Deutsche Bank plans to hire 300 more relationship and investment mangers for its wealth management business by 2021, as part of a plan to bulk up in areas the German lender hopes will bring steadier revenue streams.
Deutsche Bank is in the middle of a major restructuring as it tries to shrink its investment bank that has struggled to generate sustainable profits since the 2008 financial crisis. The shake up is expected to lead to thousands of job cuts in areas like equities trading.
Chief executive Christian Sewing wants instead to allocate more resources to businesses that have more stable revenue streams, with wealth management one of them.
“This drive to grow our business is now materialising with a big investment push,” Fabrizio Campelli, global head of Deutsche Bank Wealth Management told Reuters in an interview.
Under Campelli’s plan the number of relationship and investment managers will grow by 300 - around a third of the current numbers —globally. They will be spread across its America, Europe and Emerging Markets regions.
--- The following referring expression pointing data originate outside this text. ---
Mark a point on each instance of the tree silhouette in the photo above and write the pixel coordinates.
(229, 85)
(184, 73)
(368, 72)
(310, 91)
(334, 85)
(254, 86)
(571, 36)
“We need to increase significantly our client footprint, which means the net increase of client facing individuals needs to be material,” he said. Wealth management is attractive to banks as it requires less capital and its earnings tend to be less cyclical.
But it is also highly competitive. Swiss banks UBS and Credit Suisse are already big players, with wealth management at the heart of their business models, while upstart fintech companies are also trying to make inroads.
“The space is very crowded and the market is one that many banks have sought to make a mark on,” said Campelli, who has run the business at Deutsche since October 2015.